I have been using pickle and was very happy, then I saw this article: Don't Pickle Your Data 我一直在使用泡菜,非常高兴,然后我看到这篇文章: 不要腌制你的数据

Reading further it seems like: 进一步阅读它似乎:

I've switched to saving my data as JSON, but I wanted to know about best practice: 我已经切换到将数据保存为JSON,但我想了解最佳实践:

Given all these issues, when would you ever use pickle? 鉴于所有这些问题,你何时会使用泡菜? What specific situations call for using it? 具体情况需要什么?

Pickle is unsafe because it constructs arbitrary Python objects by invoking arbitrary functions. Pickle是不安全的,因为它通过调用任意函数来构造任意Python对象。 However, this is also gives it the power to serialize almost any Python object, without any boilerplate or even white-/black-listing (in the common case). 但是,这也使它能够序列化几乎所有Python对象,没有任何样板或甚至白/黑列表(在常见情况下)。 That's very desirable for some use cases: 对于某些用例来说,这是非常理想的:

  • Quick & easy serialization, for example for pausing and resuming a long-running but simple script. 快速简便的序列化,例如暂停和恢复长时间运行但简单的脚本。 None of the concerns matter here, you just want to dump the program's state as-is and load it later. 这里没有任何问题,你只是想按原样转储程序的状态并在以后加载它。
  • Sending arbitrary Python data to other processes or computers, as in multiprocessing . 将任意Python数据发送到其他进程或计算机,就像在multiprocessing The security concerns may apply (but mostly don't), the generality is absolutely necessary, and humans won't have to read it. 安全问题可能适用(但大多数情况下不适用),普遍性是绝对必要的,人类不必阅读它。

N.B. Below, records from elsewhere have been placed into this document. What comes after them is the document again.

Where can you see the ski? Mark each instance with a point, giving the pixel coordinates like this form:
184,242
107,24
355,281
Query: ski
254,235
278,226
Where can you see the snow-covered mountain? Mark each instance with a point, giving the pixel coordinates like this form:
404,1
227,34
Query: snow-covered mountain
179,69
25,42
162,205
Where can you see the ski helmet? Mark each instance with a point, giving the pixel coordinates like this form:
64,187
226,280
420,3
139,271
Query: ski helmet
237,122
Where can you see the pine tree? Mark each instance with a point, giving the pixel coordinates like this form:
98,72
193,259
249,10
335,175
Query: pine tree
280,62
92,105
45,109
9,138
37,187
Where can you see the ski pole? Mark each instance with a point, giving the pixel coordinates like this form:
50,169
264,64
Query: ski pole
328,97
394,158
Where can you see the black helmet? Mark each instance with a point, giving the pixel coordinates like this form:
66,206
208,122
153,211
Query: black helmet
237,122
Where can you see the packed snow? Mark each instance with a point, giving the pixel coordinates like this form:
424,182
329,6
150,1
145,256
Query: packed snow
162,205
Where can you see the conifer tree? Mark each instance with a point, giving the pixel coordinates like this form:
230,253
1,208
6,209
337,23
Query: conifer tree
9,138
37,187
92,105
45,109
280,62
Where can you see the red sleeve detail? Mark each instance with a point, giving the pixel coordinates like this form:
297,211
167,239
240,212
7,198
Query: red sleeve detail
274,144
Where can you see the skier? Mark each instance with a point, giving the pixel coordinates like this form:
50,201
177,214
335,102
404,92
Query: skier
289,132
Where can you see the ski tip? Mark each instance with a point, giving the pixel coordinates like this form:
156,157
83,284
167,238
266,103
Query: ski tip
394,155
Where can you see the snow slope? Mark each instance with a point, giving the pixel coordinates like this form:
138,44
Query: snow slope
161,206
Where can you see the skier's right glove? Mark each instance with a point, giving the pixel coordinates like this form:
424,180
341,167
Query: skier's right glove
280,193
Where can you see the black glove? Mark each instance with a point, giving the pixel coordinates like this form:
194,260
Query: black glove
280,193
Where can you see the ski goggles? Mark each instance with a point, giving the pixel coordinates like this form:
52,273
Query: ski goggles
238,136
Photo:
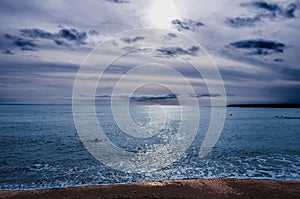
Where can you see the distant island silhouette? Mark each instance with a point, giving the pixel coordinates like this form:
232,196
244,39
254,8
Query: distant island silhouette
265,105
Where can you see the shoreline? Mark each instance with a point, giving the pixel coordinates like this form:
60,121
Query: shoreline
195,188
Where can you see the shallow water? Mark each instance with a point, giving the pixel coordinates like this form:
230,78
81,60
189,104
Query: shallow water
40,147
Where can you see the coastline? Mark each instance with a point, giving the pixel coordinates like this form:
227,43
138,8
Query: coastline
195,188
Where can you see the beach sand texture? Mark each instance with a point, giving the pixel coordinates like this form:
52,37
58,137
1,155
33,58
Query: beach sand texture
196,188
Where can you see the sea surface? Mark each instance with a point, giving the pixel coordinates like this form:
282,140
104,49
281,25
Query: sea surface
40,147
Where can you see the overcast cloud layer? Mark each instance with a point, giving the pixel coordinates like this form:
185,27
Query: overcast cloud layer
255,44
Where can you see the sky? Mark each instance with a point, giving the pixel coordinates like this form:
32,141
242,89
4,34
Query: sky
254,44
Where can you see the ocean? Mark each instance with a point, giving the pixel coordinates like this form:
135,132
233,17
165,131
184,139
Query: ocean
40,147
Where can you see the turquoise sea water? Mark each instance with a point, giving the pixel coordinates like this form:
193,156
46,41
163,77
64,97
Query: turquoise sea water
40,147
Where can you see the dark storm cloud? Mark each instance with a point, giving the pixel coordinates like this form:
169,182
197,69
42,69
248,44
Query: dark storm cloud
154,98
28,38
37,33
259,47
199,95
269,11
278,60
242,21
7,52
118,1
132,40
274,9
168,52
24,44
170,36
187,24
73,35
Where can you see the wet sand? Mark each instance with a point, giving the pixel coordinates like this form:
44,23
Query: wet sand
196,188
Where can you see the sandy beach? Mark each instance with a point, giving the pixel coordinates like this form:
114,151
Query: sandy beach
196,188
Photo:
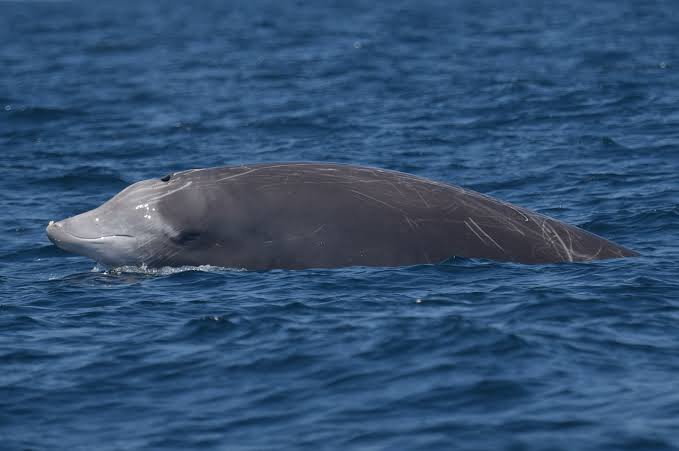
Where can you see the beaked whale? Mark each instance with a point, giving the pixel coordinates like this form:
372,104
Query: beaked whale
315,215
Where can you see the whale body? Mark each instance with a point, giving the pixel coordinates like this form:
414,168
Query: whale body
313,215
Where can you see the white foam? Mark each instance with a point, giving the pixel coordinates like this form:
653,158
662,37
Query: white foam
162,271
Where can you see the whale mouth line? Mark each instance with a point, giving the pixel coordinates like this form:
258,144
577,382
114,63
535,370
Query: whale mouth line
58,230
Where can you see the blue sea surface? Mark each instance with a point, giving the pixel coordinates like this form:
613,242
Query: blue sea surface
568,108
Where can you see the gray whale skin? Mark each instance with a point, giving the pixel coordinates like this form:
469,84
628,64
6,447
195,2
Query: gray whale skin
313,215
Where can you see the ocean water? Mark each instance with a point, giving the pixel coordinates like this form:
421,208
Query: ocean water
570,109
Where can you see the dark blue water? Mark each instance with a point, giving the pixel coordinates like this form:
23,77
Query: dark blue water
570,109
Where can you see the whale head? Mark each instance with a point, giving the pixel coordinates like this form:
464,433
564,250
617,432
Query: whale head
140,225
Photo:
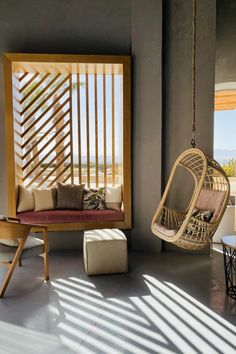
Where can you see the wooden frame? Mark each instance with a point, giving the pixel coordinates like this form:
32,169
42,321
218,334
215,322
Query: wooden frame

In other cases, none of the drawbacks is quite enough to justify the work of mapping your stuff to JSON or another restrictive data model. 在其他情况下,没有任何缺点足以证明将您的东西映射到JSON或其他限制性数据模型的工作。 Maybe you don't expect to need human readability/safety/cross-language compatibility or maybe you can do without. 也许你不希望需要人类可读性/安全性/跨语言兼容性,或者你可以不用。 Remember, You Ain't Gonna Need It. 记住,你不需要它。 Using JSON would be the right thing™ but right doesn't always equal good. 使用JSON将是正确的事情但权利并不总是等于好。

You'll notice that I completely ignored the "slow" downside. 你会注意到我完全忽略了“缓慢”的缺点。 That's because it's partially misleading: Pickle is indeed slower for data that fits the JSON model (strings, numbers, arrays, maps) perfectly, but if your data's like that you should use JSON for other reasons anyway. 那是因为它有部分误导性:对于完全符合JSON模型(字符串,数字,数组,地图)的数据,Pickle确实较慢,但如果您的数据类似,那么您应该出于其他原因使用JSON。 If your data isn't like that (very likely), you also need to take into account the custom code you'll need to turn your objects into JSON data, and the custom code you'll need to turn JSON data back into your objects. 如果您的数据不是那样(非常可能),您还需要考虑将对象转换为JSON数据所需的自定义代码,以及将JSON数据转换回您的JSON数据所需的自定义代码对象。 It adds both engineering effort and run-time overhead, which must be quantified on a case-by-case basis. 它增加了工程工作量和运行时间开销,必须根据具体情况进行量化。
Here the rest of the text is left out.